This docker image contains the models and code required to run article relevance prediction for research articles on the xDD system. It queries the xDD API article repository based on user-specified parameters, returns the list of articles' DOI as per specified, and predict if the article is relevant to paleoecology/paleoenvironment.
Running this docker image will:
- Create a JSON file containing a list of xDD articles's gddid and DOI information.
- Load the article id information from the JSON file, and query CrossRef API to retrieve article metadata.
- Using metadata and the model to predict the relevance of each article.
- A parquet file containing the article metadata and the prediction results is created.

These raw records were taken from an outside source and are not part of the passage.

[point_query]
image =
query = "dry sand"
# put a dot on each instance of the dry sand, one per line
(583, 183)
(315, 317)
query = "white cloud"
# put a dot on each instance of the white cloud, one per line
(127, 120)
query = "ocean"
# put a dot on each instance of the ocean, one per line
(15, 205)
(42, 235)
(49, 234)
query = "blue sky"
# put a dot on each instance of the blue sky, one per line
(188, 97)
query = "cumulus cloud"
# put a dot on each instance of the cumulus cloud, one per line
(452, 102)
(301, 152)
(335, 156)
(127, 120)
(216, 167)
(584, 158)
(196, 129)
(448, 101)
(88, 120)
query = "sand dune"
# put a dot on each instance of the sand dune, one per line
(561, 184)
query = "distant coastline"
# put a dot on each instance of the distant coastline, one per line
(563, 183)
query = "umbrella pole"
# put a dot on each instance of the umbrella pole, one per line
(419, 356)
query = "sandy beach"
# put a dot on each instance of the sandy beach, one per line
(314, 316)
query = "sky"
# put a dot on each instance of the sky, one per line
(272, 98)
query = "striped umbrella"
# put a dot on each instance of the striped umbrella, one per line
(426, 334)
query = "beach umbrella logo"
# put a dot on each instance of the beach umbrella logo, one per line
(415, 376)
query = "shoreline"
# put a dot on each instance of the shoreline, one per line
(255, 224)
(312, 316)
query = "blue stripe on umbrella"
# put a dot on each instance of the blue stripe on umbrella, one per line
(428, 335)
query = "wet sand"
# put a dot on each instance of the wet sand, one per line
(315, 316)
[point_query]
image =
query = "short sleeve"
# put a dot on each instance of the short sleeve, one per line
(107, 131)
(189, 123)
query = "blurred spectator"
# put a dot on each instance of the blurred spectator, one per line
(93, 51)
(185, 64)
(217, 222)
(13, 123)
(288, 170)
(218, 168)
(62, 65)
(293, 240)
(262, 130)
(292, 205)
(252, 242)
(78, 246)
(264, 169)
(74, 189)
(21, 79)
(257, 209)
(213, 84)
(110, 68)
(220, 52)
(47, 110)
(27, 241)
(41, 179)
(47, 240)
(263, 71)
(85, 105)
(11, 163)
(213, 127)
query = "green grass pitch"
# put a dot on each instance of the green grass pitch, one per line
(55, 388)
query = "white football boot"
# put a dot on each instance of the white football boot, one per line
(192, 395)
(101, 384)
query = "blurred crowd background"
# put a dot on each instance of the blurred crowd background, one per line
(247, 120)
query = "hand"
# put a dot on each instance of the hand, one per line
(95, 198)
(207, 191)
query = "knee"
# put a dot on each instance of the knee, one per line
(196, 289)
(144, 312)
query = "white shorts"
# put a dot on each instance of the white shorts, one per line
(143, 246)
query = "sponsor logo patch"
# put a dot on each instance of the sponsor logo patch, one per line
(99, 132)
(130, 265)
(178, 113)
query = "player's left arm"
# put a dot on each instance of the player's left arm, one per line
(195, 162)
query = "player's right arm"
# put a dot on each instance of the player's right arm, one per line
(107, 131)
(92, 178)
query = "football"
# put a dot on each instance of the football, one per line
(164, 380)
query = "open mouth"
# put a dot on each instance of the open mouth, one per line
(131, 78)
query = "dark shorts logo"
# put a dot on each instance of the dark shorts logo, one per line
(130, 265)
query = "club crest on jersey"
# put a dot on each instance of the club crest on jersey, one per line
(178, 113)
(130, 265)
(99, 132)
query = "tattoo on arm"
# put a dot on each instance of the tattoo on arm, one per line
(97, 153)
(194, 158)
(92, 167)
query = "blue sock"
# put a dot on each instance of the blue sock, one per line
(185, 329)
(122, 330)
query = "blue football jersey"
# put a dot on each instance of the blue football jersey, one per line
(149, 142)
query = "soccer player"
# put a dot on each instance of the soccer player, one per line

- (Placeholder) Articles that are deemed relevant will be passed to xDD API on the xDD server. The resulting parquet file contains if the API call was success or not for each article.
To run the article relevance prediction pipeline, the docker image needs to be built first
docker build -t metaextractor-article-relevance-prediction:v0.0.1 -f docker/article-relevance/Dockerfile .
Specifying the search criteria of article list and file paths is done through environment variables.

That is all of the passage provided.